Larkin exhales. “You also told her she was one of the best.”
I look up, meet her gaze, and for a heartbeat the room is too quiet again. “Yeah,” I mutter. “That’s what I’m afraid of.”
Delilah stirs then—barely—but it’s enough to make my pulse spike. Her hand twitches against mine, fingers curling just slightly, and something deep inside me cracks. It’s tiny. Almost nothing. But it lands like a miracle.
The same way it did when Moe opened his eyes in a room so similar not too long ago.
That was the night I realized what it meant to love something I couldn’t protect.
And now here I am again, sitting in the same place, holding onto someone else who found her way past every line I swore I’d never cross. Someone I should’ve kept at a distance and didn’t.
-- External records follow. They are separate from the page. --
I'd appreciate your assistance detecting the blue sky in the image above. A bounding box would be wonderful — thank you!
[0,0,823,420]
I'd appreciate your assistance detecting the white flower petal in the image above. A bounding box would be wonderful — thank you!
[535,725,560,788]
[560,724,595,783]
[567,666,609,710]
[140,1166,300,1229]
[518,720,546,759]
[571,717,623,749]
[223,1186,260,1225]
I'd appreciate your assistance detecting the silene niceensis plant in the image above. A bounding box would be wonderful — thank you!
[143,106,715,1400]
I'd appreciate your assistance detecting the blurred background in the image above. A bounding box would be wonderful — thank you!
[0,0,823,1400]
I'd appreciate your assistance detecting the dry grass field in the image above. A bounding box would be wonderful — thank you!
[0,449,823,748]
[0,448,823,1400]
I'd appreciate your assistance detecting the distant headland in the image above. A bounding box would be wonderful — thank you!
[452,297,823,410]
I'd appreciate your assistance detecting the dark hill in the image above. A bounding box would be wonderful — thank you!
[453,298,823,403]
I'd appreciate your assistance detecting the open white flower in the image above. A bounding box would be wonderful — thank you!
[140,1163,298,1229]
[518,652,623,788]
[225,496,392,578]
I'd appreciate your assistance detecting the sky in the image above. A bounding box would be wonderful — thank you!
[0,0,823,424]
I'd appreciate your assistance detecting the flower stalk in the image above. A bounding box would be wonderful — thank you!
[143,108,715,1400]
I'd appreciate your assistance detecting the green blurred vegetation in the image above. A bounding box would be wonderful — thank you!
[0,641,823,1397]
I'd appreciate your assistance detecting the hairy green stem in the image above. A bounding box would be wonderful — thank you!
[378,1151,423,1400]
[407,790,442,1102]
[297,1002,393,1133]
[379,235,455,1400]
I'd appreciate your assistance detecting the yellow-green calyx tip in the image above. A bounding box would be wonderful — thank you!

Someone I would burn kingdoms for and lie about after.
Only this time, I know what the cost will be.
And I know I’ll pay it.
Chapter 8
Delilah Barrinheart
I wake up like I’m surfacing through water that’s too thick to push through, my body heavy and uncooperative, my thoughts drifting in and out before I can grab onto them. There’s light—too bright, too white—and it hurts behind my eyes, blooming into a dull ache that pulses in time with something steady and mechanical nearby.
Beeping.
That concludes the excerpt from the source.